在城市居住生态学者的眼里,刘叔还有一个专属的名字——“连家船民”。据初步统计,中国内陆水域“连家渔船”船民有7.1万户,约25.9万人。连家船民过着水上漂泊的生活,因此也被称作“水上吉普赛人”,中国境内多数集中在长江流域。他们长年以船为家,渔船既是他们工作的工具,又是他们居住生活的家。

一位连家船民的安家智慧

“一条木船一个家,自家收网自家晒。只有天没有地,只有船,没有屋。”刘叔说出这句话的时候,刘婶儿舀了一瓢昏黄的江水,倒进塑料水桶。旁边的高压锅早就揭开了盖子。米粒堆了小半锅,有点急躁的等着桶里的水淹没它们自己。灶台的火一点燃,白米粒儿就会像浪里的鲫鱼,上下翻滚。“女儿中午回家吃饭。”刘婶儿一边淘米,一边咧着嘴角告诉我们。

爷爷生在天地间

刘叔的爷爷的爷爷,就在这片水面讨生活。一根竹篙,一对船桨,一条船,就是撑起整个家的道具。

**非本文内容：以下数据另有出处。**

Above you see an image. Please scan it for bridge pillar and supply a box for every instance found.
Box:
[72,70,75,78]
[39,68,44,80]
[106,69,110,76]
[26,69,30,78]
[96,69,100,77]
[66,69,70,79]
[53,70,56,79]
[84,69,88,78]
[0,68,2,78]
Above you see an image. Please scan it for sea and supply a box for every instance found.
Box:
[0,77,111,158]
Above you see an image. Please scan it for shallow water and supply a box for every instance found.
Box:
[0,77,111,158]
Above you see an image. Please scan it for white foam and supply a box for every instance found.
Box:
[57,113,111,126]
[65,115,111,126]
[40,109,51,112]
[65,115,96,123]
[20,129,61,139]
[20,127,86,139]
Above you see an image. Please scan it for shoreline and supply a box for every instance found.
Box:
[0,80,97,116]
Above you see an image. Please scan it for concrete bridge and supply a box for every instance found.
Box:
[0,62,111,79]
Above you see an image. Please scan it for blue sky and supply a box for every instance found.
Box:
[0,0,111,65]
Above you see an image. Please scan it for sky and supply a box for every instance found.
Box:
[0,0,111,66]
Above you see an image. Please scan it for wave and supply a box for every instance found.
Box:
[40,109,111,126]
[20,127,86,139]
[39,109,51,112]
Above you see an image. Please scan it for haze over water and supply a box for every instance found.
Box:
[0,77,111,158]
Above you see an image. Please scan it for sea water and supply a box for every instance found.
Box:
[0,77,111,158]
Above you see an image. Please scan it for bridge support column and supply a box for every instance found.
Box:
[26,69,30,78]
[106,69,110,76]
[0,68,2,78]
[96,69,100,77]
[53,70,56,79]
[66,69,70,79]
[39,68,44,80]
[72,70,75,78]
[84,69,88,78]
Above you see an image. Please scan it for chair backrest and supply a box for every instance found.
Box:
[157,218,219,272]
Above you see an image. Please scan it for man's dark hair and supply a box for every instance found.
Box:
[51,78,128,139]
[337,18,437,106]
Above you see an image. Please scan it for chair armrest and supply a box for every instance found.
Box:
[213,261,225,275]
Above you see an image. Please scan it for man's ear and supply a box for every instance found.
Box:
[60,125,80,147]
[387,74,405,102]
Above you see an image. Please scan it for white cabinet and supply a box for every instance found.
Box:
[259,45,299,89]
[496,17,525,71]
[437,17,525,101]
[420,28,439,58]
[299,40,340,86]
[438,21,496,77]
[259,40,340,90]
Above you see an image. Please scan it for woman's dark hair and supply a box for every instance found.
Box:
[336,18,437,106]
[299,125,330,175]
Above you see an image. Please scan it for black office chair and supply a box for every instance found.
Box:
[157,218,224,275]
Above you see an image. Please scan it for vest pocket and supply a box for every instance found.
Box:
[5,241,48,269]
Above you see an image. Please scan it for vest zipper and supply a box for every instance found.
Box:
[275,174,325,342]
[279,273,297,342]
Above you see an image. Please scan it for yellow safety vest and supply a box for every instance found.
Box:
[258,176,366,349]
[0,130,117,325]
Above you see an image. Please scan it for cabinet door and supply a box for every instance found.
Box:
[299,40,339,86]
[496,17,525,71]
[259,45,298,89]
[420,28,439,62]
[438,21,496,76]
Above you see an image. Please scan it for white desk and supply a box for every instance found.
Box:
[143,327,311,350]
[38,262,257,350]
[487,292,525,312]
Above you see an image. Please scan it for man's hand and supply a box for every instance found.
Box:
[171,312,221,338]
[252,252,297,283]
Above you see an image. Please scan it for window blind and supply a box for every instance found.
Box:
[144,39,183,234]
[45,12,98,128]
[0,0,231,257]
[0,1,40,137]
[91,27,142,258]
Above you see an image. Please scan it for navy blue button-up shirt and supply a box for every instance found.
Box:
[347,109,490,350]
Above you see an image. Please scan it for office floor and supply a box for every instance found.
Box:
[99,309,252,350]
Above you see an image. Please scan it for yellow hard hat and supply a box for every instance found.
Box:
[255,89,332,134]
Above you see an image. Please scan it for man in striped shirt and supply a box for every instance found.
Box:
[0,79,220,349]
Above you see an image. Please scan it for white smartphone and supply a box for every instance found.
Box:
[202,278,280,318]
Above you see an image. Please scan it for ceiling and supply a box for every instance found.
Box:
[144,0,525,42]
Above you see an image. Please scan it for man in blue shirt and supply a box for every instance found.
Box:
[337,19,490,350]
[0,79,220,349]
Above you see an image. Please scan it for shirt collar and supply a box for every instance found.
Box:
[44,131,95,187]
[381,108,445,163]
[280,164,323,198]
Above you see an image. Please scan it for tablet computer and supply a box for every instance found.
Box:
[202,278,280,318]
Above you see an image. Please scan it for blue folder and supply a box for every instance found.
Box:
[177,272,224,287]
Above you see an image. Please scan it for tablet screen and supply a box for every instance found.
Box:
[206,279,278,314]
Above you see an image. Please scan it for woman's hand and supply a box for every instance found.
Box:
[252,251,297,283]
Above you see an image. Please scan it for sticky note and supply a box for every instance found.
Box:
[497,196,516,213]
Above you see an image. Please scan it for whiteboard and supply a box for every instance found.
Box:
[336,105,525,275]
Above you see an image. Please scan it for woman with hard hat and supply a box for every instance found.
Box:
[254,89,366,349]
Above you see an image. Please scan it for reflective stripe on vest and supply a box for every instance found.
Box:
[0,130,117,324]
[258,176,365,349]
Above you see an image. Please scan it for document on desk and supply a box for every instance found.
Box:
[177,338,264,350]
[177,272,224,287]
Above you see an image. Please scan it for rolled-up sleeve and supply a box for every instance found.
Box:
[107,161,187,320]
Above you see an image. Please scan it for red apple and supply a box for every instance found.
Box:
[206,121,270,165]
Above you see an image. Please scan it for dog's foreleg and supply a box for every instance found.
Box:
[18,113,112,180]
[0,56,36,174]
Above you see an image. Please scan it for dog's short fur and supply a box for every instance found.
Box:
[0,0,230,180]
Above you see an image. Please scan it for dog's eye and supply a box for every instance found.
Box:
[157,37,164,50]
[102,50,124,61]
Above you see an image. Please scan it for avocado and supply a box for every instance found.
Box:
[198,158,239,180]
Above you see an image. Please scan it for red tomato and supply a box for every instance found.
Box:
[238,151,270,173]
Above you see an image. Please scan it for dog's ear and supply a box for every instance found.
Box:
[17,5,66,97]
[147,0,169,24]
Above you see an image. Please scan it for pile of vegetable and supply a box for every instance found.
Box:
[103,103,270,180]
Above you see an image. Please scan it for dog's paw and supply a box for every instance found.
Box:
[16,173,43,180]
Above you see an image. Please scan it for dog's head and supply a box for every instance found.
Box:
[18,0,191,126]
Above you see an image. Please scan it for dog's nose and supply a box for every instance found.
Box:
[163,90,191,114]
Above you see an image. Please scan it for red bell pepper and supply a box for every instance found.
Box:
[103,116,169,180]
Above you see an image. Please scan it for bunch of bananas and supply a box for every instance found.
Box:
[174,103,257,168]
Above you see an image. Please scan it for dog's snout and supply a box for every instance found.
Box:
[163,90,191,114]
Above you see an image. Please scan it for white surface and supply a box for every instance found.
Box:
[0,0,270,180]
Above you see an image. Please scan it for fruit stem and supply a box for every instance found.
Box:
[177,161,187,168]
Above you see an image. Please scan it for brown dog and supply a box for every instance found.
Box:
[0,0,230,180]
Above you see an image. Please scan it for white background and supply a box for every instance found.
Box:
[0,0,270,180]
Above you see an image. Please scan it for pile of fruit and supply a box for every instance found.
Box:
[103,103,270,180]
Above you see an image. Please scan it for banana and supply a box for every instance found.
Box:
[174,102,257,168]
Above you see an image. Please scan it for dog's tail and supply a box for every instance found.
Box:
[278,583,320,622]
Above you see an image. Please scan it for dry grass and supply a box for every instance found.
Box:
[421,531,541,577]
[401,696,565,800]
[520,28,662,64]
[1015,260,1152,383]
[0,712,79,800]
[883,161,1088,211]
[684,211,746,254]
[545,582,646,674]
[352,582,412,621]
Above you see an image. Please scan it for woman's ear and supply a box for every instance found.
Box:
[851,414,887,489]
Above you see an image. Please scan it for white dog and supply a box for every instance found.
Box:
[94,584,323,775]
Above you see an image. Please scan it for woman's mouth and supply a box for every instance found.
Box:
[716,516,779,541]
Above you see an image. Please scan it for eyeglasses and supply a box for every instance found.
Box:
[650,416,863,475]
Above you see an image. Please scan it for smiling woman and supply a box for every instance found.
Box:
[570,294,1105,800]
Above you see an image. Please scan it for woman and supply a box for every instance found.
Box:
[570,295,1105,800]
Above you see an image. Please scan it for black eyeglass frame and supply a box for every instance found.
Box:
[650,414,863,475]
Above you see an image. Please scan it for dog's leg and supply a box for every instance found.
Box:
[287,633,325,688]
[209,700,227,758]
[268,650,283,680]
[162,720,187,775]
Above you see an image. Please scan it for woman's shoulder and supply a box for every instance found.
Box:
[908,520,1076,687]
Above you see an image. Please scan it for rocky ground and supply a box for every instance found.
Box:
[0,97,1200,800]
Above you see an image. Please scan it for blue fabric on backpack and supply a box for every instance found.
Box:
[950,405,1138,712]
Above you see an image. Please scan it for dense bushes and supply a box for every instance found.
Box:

6000公里长江,800里洞庭,三湘四水,就是一家老小淘饭吃的道场。

撒网、织网、撑篙、踩水、看潮、听汛,十八般武艺,在江面一天天练得炉火纯青。《水浒传》里“浪里白条”张顺的日子,也不过就是刘叔祖辈这些年来的柴米油盐和鱼虾。

船上搭了个红肚兜

二十年前,刘叔摇着一条船,接了刘婶儿过来。

刘婶儿是土里生,土里长大的农家女儿。插秧、砍柴、割稻子是把好手,但要浪里来浪里去,船板上生火做饭,船舱里缝衣补袜,却着实让她犯了难。

水面上的蚊虫飞蚁,比岸上多得多,也要毒得厉害。最让人瘆得慌的,是比小手指还要粗的牛虻。一口叮下去,皮肤红肿是小事,闹肚子拉疟疾也是常有的事。

从不习惯,到习惯;从不想来,到离不开。刘婶儿的二十年,像江底的一截水草,纠缠自然难免,摇摇摆摆却终于活成了顺遂。

回不回来,娘都在这里

我们终于还是没有看到,刘婶儿一家共坐一桌的午饭。

刘婶儿一边择菜,麻利的准备着紫苏鱼、小龙虾,一边看着我们说:“我女儿就在这附近打工,年轻妹坨觉得岸上稳定,不喜欢这船上的日子喽”。

这么多年了,打鱼的生活,注定赚不到大富大贵。每年4~6月的禁渔期,更是让打鱼的时间,变得越来越短。

船头是厨房,船蓬里一个床席、一台电视,船尾还有个大冰柜,存放鱼和瓜果蔬菜。

船上的空气很清新,但河水腥味重,船屋只一层木板隔热,夏天最难熬。

衣服也通通挂船上。他们很少穿浅色衣服,河水浑浊,不经洗。饮用水直接从河里取,用明矾澄清一下,烧开就喝。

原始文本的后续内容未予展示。